Praia de Faro: campistas ameaçam com “carta na manga” para evitar posse administrativa

A Associação de Utentes do Parque de Campismo da Praia de Faro anunciou esta sexta-feira que vai recorrer da decisão judicial de “chumbar” a providência cautelar que apresentou, para evitar o despejo e as obras de requalificação do parque, mas admitiu que tem na forja uma outra ação de caráter judicial, que não revelou.

“Vou recorrer da sentença da juíza e para isso tenho15 dias a partir da última terça-feira (dia 11), o que significa que tenho até dia 27 para recorrer”, disse ao JA o advogado da associação, João Botilheiro, reconhecendo que aquele recurso não parará a tomada de posse administrativa do Parque, já anunciada pela Câmara de Faro para dia 25, pois a figura do recurso não tem efeitos suspensivos.

No entanto, o causídico, que falava em nome da associação, admitiu que tem “na manga” outra acção que poderá evitar a tomada de posse por parte do município: “Com o recurso não os paro, mas estou a estudar não lhe digo o quê para parar. É a minha estratégia”, enfatizou o advogado, que disse ter tomado conhecimento
da sentença do Tribunal Administrativo e Fiscal de Loulé na passada terça-feira.

Botilheiro – que foi presidente da Câmara de Faro entre 1990 e 1995 – rejeitou apoio a qualquer tipo de “ação direta” por parte dos utentes no dia da tomada de posse por parte da câmara: “Eu não perfilho essas situações de as pessoas se amarrarem à ponte”, disse, confrontado com alguns rumores de que esse tipo de reação dos moradores poderia estar na forja.

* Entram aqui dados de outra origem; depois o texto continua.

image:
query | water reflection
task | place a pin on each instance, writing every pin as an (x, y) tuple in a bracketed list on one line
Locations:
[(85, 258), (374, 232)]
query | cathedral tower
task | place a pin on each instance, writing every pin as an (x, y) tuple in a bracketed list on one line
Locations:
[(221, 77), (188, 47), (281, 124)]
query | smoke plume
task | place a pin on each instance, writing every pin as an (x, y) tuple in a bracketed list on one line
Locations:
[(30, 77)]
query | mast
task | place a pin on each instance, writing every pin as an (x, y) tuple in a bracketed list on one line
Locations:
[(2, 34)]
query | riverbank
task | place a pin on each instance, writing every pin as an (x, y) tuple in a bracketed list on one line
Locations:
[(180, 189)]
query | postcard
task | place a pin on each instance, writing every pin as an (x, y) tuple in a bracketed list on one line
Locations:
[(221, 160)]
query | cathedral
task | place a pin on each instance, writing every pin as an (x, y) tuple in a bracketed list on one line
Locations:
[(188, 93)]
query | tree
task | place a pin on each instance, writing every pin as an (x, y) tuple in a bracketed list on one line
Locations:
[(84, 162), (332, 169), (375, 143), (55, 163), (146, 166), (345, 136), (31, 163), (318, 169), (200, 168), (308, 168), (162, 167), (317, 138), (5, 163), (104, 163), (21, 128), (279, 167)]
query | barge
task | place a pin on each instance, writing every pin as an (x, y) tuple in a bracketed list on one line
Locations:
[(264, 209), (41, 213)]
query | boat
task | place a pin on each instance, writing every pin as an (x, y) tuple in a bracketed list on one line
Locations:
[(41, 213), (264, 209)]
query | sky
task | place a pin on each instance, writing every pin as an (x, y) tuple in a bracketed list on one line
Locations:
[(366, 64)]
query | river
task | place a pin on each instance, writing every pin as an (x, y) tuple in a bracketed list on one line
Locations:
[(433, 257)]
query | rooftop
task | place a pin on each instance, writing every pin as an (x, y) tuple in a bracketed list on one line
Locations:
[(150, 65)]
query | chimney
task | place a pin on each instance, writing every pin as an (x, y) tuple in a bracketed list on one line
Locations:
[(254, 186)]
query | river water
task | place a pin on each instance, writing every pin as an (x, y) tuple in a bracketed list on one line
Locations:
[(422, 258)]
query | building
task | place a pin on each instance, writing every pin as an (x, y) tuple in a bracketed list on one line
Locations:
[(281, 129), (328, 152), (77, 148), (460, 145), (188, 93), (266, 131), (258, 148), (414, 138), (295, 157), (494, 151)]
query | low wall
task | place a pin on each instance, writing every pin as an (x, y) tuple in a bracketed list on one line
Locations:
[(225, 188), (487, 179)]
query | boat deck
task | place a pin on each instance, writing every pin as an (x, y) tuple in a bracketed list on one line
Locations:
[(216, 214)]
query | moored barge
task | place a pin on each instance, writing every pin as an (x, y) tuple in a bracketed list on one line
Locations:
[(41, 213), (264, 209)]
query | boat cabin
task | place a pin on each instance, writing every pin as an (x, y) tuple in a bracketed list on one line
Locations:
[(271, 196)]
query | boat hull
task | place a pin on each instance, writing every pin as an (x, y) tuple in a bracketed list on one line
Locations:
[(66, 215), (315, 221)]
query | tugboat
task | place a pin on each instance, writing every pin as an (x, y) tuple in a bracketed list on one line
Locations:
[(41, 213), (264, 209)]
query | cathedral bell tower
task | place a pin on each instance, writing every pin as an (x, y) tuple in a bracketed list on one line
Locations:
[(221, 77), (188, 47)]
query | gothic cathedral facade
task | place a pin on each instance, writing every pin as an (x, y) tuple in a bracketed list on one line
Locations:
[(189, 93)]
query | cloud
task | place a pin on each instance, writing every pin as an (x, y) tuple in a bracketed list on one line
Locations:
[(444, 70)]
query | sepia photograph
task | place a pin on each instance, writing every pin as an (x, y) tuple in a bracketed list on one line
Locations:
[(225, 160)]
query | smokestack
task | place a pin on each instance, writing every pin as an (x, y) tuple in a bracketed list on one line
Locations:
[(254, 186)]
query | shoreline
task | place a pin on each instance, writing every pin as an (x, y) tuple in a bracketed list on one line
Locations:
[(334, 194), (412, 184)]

Na passada segunda-feira, a Câmara Municipal de Faro anunciou que vai tomar posse do parque de campismo da praia de Faro em 25 de novembro, após o Tribunal Administrativo e Fiscal de Loulé ter considerado improcedente a providência cautelar apresentada pelos utentes.

“A decisão veio inteiramente a nosso favor e dá-nos razão completa no que estávamos a fazer, podendo agora prosseguir com o plano que tínhamos”, disse na altura o presidente da autarquia, Rogério Bacalhau (PSD), em conferência de imprensa.

O autarca revelou que, depois do ato administrativo, a autarquia vai iniciar as obras de requalificação do parque, orçadas em 445 mil euros.

O parque de campismo na praia de Faro encerrou ao público em 2003, continuando a ser utilizado por quem já lá estava e passando em 2010 para a gestão da associação de utentes, através de um contrato de comodato com a autarquia.

O município denunciou esse contrato em setembro de 2018, dando o prazo de um ano para o parque ser desocupado, mas a associação apresentou, no passado mês de setembro, uma providência cautelar para tentar travar a saída.

Rogério Bacalhau afirmou que a autarquia estará disponível para “ajudar os utentes” a resolver as questões ligadas ao processo de retirada do parque de campismo, mas sublinhou que o espaço deve ser entregue devoluto.

“As pessoas têm o dever de entregar o espaço devoluto, como está imposto no contrato de comodato. Se necessitarmos de tomar alguma medida, será à conta de cada um”, assegurou, sobre a possibilidade de autocaravanas serem abandonadas no local.

Em relação aos casos de duas pessoas que a associação revelou serem residentes no parque de campismo e não terem meios financeiros para habitação própria ou alugar casa, o autarca indicou que os serviços de Ação Social do município vão dar resposta.

“Essa situação não é razão para não darmos continuidade ao processo. Vamos devolver o espaço à população, com regras, como todos os parques de campismo”, afirmou Rogério Bacalhau.

Depois de efetuadas as obras, com um prazo previsto de seis meses, o parque de campismo da praia de Faro contará com 200 lotes para tendas e 30 a 40 lotes para autocaravanas, sob gestão municipal e com um regulamento próprio, que o executivo está a preparar e vai levar a reunião de câmara em dezembro.